Pada 1960-an dia menjauhi lingkaran sastrawan kiri karena tak sepakat dengan sloganisme yang mereka usung, dan kemudian masuk ke Angkatan Laut, sembari tetap menjadi koresponden Harian Rakjat. Pada 7 Mei 1965 Agam dikirim ke Vietnam untuk meliput perang dan sempat mewawancarai Ho Chi Minh. Sebelum ke Vietnam Selatan dia mampir ke Peking untuk bergabung dengan delegasi Indonesia yang diundang mengikuti perayaan hari nasional Tiongkok tanggal 1 Oktober. Karena terdengar kabar simpang-siur tentang situasi di Indonesia pasca kudeta yang gagal, Agam bersama orang-orang yang ikut delegasi tak bisa pulang Sejak itu Agam menjadi imigran politik dan hidup berpindah-pindah di Belanda, Perancis, Jerman, Rusia dan Swedia, sebelum akhirnya menetap kembali di Amsterdam sejak 1988. Agam kembali mengunjungi tanah airnya pada tahun 1999 dan kembali lagi pada 2000 untuk bercerai dengan istrinya.

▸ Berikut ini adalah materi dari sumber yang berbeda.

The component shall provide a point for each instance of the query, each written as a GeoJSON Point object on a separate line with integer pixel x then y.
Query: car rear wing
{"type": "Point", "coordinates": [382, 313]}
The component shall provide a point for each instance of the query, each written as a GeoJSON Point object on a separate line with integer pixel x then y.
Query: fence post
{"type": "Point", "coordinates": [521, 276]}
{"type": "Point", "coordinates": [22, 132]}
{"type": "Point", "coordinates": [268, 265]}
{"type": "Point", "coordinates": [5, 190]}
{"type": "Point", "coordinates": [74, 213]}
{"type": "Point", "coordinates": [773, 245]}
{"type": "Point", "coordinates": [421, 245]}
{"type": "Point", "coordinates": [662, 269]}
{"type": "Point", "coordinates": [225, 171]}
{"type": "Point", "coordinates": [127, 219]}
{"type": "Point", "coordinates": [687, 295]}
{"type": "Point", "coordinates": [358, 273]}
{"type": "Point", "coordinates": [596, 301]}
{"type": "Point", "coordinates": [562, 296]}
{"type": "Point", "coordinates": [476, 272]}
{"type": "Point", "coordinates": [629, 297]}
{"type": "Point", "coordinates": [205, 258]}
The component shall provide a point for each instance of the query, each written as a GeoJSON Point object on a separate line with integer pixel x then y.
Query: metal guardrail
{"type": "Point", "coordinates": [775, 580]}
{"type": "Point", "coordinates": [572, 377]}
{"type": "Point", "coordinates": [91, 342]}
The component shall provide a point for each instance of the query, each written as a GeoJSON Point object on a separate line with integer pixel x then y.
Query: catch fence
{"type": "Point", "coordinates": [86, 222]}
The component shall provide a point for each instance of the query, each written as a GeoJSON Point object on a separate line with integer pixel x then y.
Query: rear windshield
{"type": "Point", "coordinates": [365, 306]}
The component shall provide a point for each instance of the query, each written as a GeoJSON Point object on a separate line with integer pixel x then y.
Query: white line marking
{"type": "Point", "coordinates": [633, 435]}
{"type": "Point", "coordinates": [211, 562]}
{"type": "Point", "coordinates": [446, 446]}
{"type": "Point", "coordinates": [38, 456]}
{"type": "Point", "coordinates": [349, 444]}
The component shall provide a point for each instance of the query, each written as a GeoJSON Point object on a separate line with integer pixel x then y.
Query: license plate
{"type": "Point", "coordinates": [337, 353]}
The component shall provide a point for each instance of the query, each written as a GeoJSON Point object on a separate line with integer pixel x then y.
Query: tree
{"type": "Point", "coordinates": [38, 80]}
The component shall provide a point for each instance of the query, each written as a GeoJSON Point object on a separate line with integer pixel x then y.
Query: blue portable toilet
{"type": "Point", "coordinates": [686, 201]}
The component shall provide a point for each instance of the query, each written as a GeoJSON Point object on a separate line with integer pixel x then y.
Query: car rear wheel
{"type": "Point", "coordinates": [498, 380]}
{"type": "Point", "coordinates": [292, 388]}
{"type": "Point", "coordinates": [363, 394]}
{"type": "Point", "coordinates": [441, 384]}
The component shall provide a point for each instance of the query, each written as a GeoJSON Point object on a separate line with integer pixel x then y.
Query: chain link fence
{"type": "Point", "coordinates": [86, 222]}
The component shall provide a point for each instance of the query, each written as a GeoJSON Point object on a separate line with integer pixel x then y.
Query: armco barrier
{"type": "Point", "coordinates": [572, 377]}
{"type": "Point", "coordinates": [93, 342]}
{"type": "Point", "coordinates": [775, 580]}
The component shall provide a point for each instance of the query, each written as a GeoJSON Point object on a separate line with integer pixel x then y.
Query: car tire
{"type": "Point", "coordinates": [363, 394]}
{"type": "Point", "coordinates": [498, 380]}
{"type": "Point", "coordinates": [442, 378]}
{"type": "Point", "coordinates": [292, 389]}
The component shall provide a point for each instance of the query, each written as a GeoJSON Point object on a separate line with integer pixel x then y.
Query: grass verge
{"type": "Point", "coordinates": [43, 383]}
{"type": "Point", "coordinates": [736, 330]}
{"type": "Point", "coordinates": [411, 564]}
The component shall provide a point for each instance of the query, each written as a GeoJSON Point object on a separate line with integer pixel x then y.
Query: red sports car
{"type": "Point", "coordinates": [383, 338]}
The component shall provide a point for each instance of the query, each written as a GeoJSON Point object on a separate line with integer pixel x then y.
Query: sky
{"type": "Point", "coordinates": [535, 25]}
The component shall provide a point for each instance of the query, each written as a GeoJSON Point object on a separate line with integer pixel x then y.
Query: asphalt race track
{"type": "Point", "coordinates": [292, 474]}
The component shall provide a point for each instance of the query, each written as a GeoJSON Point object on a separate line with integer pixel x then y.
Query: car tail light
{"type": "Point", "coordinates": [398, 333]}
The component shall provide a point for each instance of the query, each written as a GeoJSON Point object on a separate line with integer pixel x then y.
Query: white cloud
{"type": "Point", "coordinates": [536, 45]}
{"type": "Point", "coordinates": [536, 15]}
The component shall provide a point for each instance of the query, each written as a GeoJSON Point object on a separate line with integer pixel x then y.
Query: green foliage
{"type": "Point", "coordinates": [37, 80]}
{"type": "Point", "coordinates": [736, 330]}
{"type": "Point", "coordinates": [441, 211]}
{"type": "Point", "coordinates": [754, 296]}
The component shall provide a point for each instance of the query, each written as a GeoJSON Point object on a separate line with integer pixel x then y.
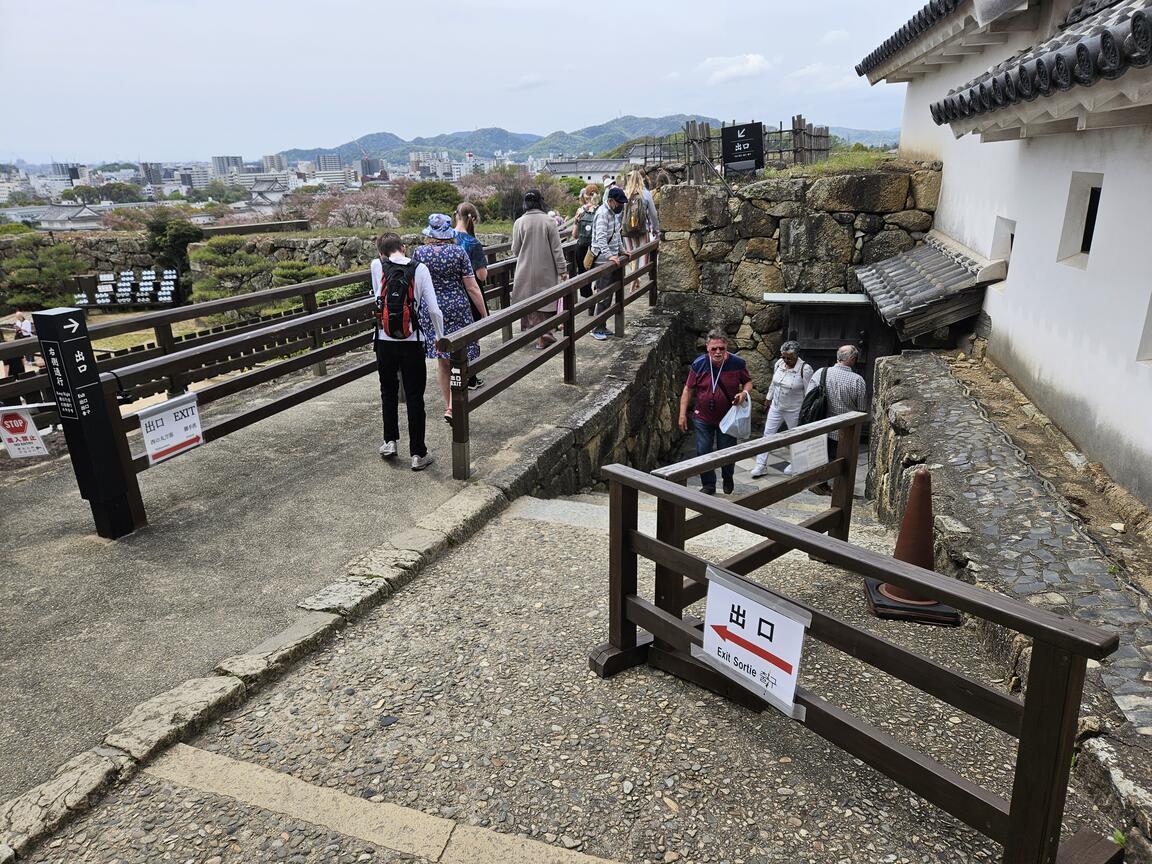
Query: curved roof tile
{"type": "Point", "coordinates": [1101, 39]}
{"type": "Point", "coordinates": [932, 13]}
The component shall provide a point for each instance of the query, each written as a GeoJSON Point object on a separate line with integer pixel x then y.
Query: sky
{"type": "Point", "coordinates": [181, 80]}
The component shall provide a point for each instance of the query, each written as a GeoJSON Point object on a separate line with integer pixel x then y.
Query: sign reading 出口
{"type": "Point", "coordinates": [171, 427]}
{"type": "Point", "coordinates": [742, 146]}
{"type": "Point", "coordinates": [753, 637]}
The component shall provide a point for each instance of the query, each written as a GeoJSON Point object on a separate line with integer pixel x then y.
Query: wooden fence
{"type": "Point", "coordinates": [624, 289]}
{"type": "Point", "coordinates": [798, 144]}
{"type": "Point", "coordinates": [1044, 721]}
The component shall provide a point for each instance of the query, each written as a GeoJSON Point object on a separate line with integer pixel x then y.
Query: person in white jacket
{"type": "Point", "coordinates": [401, 357]}
{"type": "Point", "coordinates": [790, 377]}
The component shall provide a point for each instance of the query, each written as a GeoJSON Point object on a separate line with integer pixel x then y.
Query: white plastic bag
{"type": "Point", "coordinates": [737, 422]}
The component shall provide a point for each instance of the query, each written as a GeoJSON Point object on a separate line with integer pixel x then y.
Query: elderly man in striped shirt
{"type": "Point", "coordinates": [846, 393]}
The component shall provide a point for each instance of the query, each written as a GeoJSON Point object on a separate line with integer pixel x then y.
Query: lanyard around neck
{"type": "Point", "coordinates": [715, 376]}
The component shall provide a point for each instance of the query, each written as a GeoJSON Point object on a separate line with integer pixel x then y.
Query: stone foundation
{"type": "Point", "coordinates": [999, 527]}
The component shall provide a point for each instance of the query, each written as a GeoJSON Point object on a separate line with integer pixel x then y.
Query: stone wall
{"type": "Point", "coordinates": [720, 252]}
{"type": "Point", "coordinates": [999, 527]}
{"type": "Point", "coordinates": [630, 418]}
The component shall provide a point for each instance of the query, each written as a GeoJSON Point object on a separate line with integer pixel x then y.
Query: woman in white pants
{"type": "Point", "coordinates": [786, 394]}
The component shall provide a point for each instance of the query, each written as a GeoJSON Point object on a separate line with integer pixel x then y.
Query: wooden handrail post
{"type": "Point", "coordinates": [652, 287]}
{"type": "Point", "coordinates": [622, 513]}
{"type": "Point", "coordinates": [848, 447]}
{"type": "Point", "coordinates": [461, 455]}
{"type": "Point", "coordinates": [505, 302]}
{"type": "Point", "coordinates": [1055, 681]}
{"type": "Point", "coordinates": [669, 584]}
{"type": "Point", "coordinates": [620, 302]}
{"type": "Point", "coordinates": [569, 335]}
{"type": "Point", "coordinates": [167, 343]}
{"type": "Point", "coordinates": [310, 305]}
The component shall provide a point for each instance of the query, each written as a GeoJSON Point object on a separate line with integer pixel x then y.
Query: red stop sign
{"type": "Point", "coordinates": [14, 423]}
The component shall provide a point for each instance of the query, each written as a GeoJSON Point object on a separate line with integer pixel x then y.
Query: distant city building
{"type": "Point", "coordinates": [591, 171]}
{"type": "Point", "coordinates": [152, 173]}
{"type": "Point", "coordinates": [195, 176]}
{"type": "Point", "coordinates": [222, 165]}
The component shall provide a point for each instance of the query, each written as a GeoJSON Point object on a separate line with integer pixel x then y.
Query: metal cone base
{"type": "Point", "coordinates": [914, 546]}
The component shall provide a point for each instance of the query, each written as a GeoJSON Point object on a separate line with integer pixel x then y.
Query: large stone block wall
{"type": "Point", "coordinates": [721, 252]}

Agam tak pernah pulang kembali ke Indonesia. Dia meninggal dunia pada 1 Januari 2003 di Verpleeghuis – sebuah rumah jompo – dan dikremasi pada 7 Januari di Westgaarde, Amsterdam. Karya-karyanya masih ada yang belum diterbitkan dan ada yang diterbitkan dalam jumlah terbatas. Karya-karyanya itu antara lain Yang Tak Terbungkamkan (1960); Puisi Perang (1970); Di Atas Puing (1971); Eksil (1988) dan Berdua Sejalan (1996, bersama Asahan Alham). Sebelum meninggal dia sempat menyusun jejak langkahnya sendiri lewat puisi Kronologi in Memoriam (1953-1994).